# Photography lenses sales agent

## Part 1: Preprocessing

In the first part we are going to preprocess our data by splitting into chunks, and then we are going to store it in a vector database. We are going to use the OpenAI embeddings, and the Chroma vector store.

In [13]:
import os
from authentication import get_open_ai_api_key

os.environ["OPENAI_API_KEY"] = get_open_ai_api_key()

The first we have to do is preprocess our product data, and store it in a vector database. The product data is a json file (lenses.json), and each object contains information about a camera lens: its name, price, shipping time, warranty, some technical specs, and a description.

In [2]:
import json

from langchain.text_splitter import CharacterTextSplitter

splitter = CharacterTextSplitter(
  chunk_size=500,
  chunk_overlap=50,
  separator="},"
)

with open("lenses.json", "r") as f:
    lenses_data = json.loads(f.read())

lenses = splitter.create_documents([str(lenses_data)])

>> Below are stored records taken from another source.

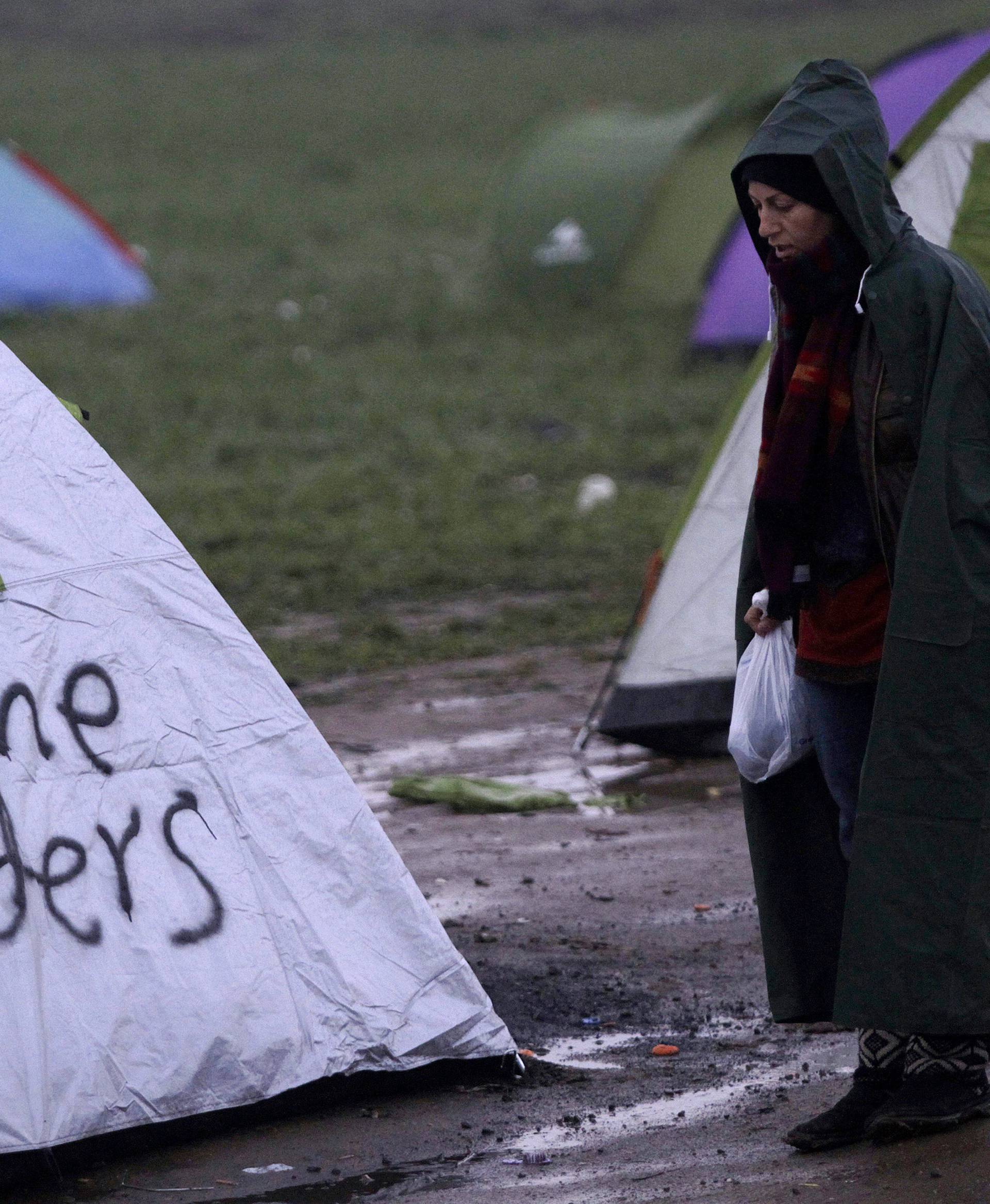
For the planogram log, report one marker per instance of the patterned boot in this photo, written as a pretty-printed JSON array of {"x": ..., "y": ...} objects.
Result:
[
  {"x": 875, "y": 1082},
  {"x": 945, "y": 1085}
]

Created a chunk of size 577, which is longer than the specified 500
Created a chunk of size 507, which is longer than the specified 500
Created a chunk of size 568, which is longer than the specified 500
Created a chunk of size 548, which is longer than the specified 500
Created a chunk of size 570, which is longer than the specified 500
Created a chunk of size 504, which is longer than the specified 500
Created a chunk of size 513, which is longer than the specified 500
Created a chunk of size 549, which is longer than the specified 500
Created a chunk of size 576, which is longer than the specified 500
Created a chunk of size 518, which is longer than the specified 500
Created a chunk of size 572, which is longer than the specified 500


We can see that the data has been split in 20 different documents, and this is exactly the number of products we have in our json file. Choosing a chunk_size of 500 and a separator of "}," helped here, as each product object is approximately 500 characters long, and the separator is the end of a product object.

In [3]:
print(len(lenses))
print(lenses[0])

20
page_content="[{'name': 'Orion 24mm f/1.4 Wide-Angle Lens', 'price': 749, 'shipping_time': '3-5 business days', 'warranty': '2 years', 'technical_details': '24mm focal length, f/1.4 maximum aperture, manual focus', 'info': 'The Orion 24mm f/1.4 Wide-Angle Lens is perfect for landscape and astrophotography. Its wide-angle view captures expansive scenes, and the fast f/1.4 aperture performs well in low light.'" metadata={}


In [3]:
lenses[5]

Document(page_content="{'name': 'Panasonic Lumix G Leica DG Nocticron 42.5mm f/1.2 Lens', 'price': 1597, 'shipping_time': '3-5 business days', 'warranty': '2 years', 'technical_details': '42.5mm focal length, f/1.2 maximum aperture, Power O.I.S. stabilization', 'info': 'The Panasonic Lumix G Leica DG Nocticron 42.5mm f/1.2 is a prime lens that offers a fast maximum aperture and is perfect for portraiture with its smooth out-of-focus quality when working with shallow depth of field techniques.', 'compatible_with': ['Panasonic Lumix DC-GH5 II', 'Panasonic Lumix DC-G9', 'Panasonic Lumix DC-GX9']", metadata={})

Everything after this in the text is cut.